This article is based on remarks gathered from Benjamin André, Strategic Director of Twake at LINAGORA.
At the latest FOSDEM in Brussels, Benjamin André (Strategic Director of Twake for LINAGORA) shared a disturbing observation: Europe has never had so many high‑quality collaborative digital solutions… yet its dependence on Microsoft 365 continues to grow. How can this paradox be explained? Why does the argument of “there are no alternatives” still dominate strategic decisions, even though the open‑source and European ecosystem has reached an unprecedented level of maturity? The answer does not lie solely in technology, but in the way we think, or rather, have not yet thought, about the notion of a work platform.
1. A dependency that has become critical
European dependence on Microsoft 365 is no longer merely a technical or budgetary issue. It has become strategic, industrial, and deeply political.
Over the years, Microsoft’s collaborative suite has embedded itself at the heart of daily workflows: email, documents, remote meetings, file sharing, work organization. This omnipresence has created a progressive lock‑in effect. The more the ecosystem is intertwined with internal practices, the harder it becomes, financially, technically, and humanly, to break out. Migrations are no longer seen as projects; they are seen as risks.
This lock‑in raises not only cost questions. It also challenges data sovereignty, subject to extraterritorial legal frameworks, and the ability of European organisations to master their digital tools in the long term. Product road‑maps, integration choices, and technological directions are decided elsewhere, while they permanently shape local information systems.

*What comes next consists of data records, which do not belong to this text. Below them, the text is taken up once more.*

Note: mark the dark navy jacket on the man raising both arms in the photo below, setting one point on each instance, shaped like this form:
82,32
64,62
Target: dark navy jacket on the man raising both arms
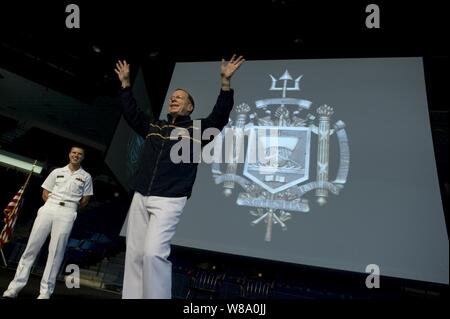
157,175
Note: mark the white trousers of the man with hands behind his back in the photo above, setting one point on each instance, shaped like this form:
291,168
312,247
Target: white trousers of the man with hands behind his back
54,220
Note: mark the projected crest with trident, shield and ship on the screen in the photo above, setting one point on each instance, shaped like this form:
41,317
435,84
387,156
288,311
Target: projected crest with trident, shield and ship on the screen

Microsoft 365 has thus become a de‑facto infrastructure. In this context, one sentence repeatedly resurfaces in tenders and strategic meetings: “There is no alternative.” Really?

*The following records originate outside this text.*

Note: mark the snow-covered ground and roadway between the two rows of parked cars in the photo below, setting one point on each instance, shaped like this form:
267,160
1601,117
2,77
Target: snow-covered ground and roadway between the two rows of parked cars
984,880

2. Mature alternatives… but fragmented
When each need is examined separately, the landscape has fundamentally changed. Europe and the open‑source ecosystem now offer robust solutions for email, video‑conferencing, collaborative document editing, and file sharing. These tools have gained ergonomics, performance, and large‑scale deployment capabilities. They are no longer experimental; they are production‑ready in demanding environments.

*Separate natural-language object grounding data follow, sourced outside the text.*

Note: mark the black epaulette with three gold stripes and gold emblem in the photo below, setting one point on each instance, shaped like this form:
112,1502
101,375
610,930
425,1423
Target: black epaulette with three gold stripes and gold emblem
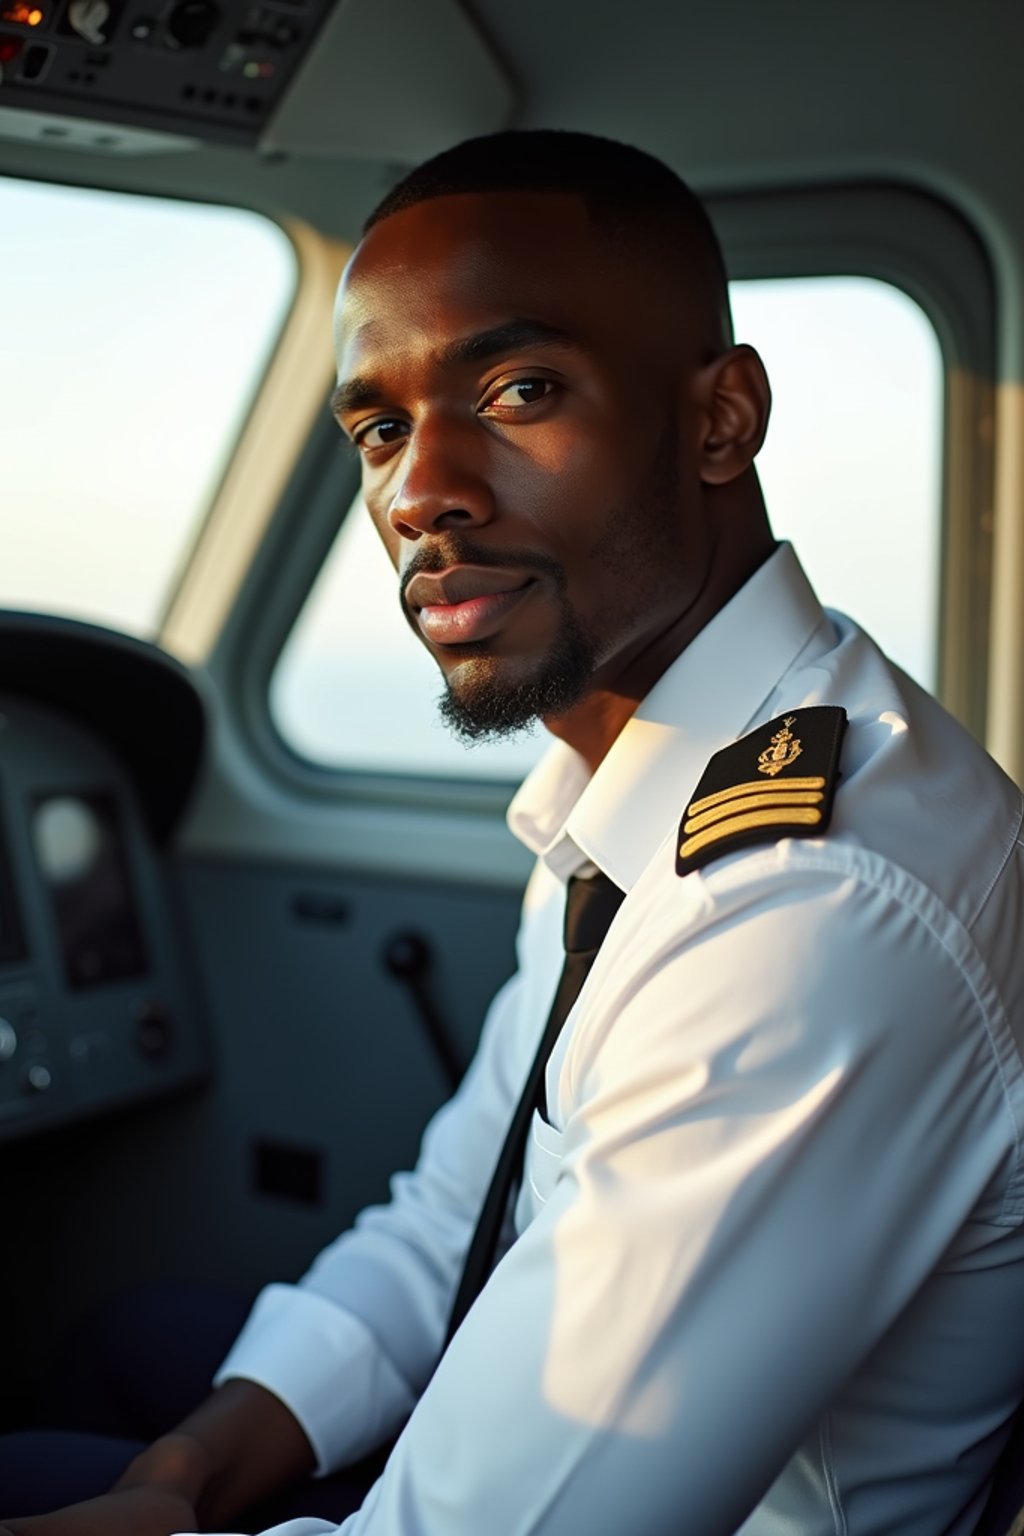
776,783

A major accelerator adds to this dynamic: artificial intelligence. AI reshuffles the cards by letting smaller teams quickly integrate advanced features. Where size was once a decisive advantage, it can become a hindrance when architectures are too heavyweight and evolution cycles too slow. The functional gap between large proprietary suites and alternatives is therefore shrinking far faster than imagined.
Yet, despite this maturity, decisions rarely swing. The reason is simple: a set of good tools does not automatically constitute a coherent work platform. Solutions exist, but they are still too often perceived (and sometimes designed) as independent building blocks. They coexist more than they cooperate.
This is precisely where the “there is no alternative” narrative finds fertile ground. Not because the tools are insufficient, but because they do not yet form a readable, integrated whole in the eyes of decision‑makers.
3. The real lock: the lack of orchestration
A common analytical error is to think that a simple SSO is enough to turn a collection of applications into a platform. In reality, linking tools through a common authentication does not create a unified work experience. It yields a catalogue of services, not an integrated environment.
The strength of large platforms stems less from the isolated quality of each brick than from their orchestration. Identities, permissions, notifications, documents, and workflow streams flow smoothly from one service to another. The user does not feel constantly switching tools; they operate within a continuum.
Without this orchestration layer, alternatives appear more fragmented, thus more complex to deploy at scale. This very observation fueled the discussion presented at FOSDEM 2026 by Benjamin André for LINAGORA and Samuel Paccoud, Director of the Digital Suite backed by DINUM. From the integration work of the Digital Suite within the Twake environment, an idea emerged: what the ecosystem lacks is not a new application, but an orchestration standard.
Open Buro was born from this conviction. Its goal is not to create another proprietary platform, but to lay the foundations of an open standard that enables independent services to assemble into a truly coherent workplace. Each brick can continue to exist, innovate, and evolve autonomously while fitting into a common framework of functional integration and interoperability.
The approach is accompanied by a commitment to open governance, carried by a foundation, to prevent capture by a single actor. The ambition mirrors that of web standards: to create a shared space where different players can build together, rather than being locked in proprietary silos.
With Open Buro, the aim is therefore not to reproduce a closed integrated model, but to invent a federated, interoperable, and sustainable alternative capable of fostering a genuine European workplace ecosystem.
Conclusion
The ecosystem of alternatives to M365 is rich but offers only partial and fragmented solutions. The question now is whether we can collectively orchestrate our applications to deliver a “smart platform experience” that serves our users’ productivity.
It is a collective challenge that goes beyond individual vendors, integrators, and administrations. It requires a new standard, shared governance, and a long‑term vision of European digital sovereignty.
The work undertaken around Open Buro represents a concrete first step in that direction. The discussion, launched at FOSDEM 2026, has already begun to bring together new actors and to spark collaborations—public entities, CIOs, and software publishers alike.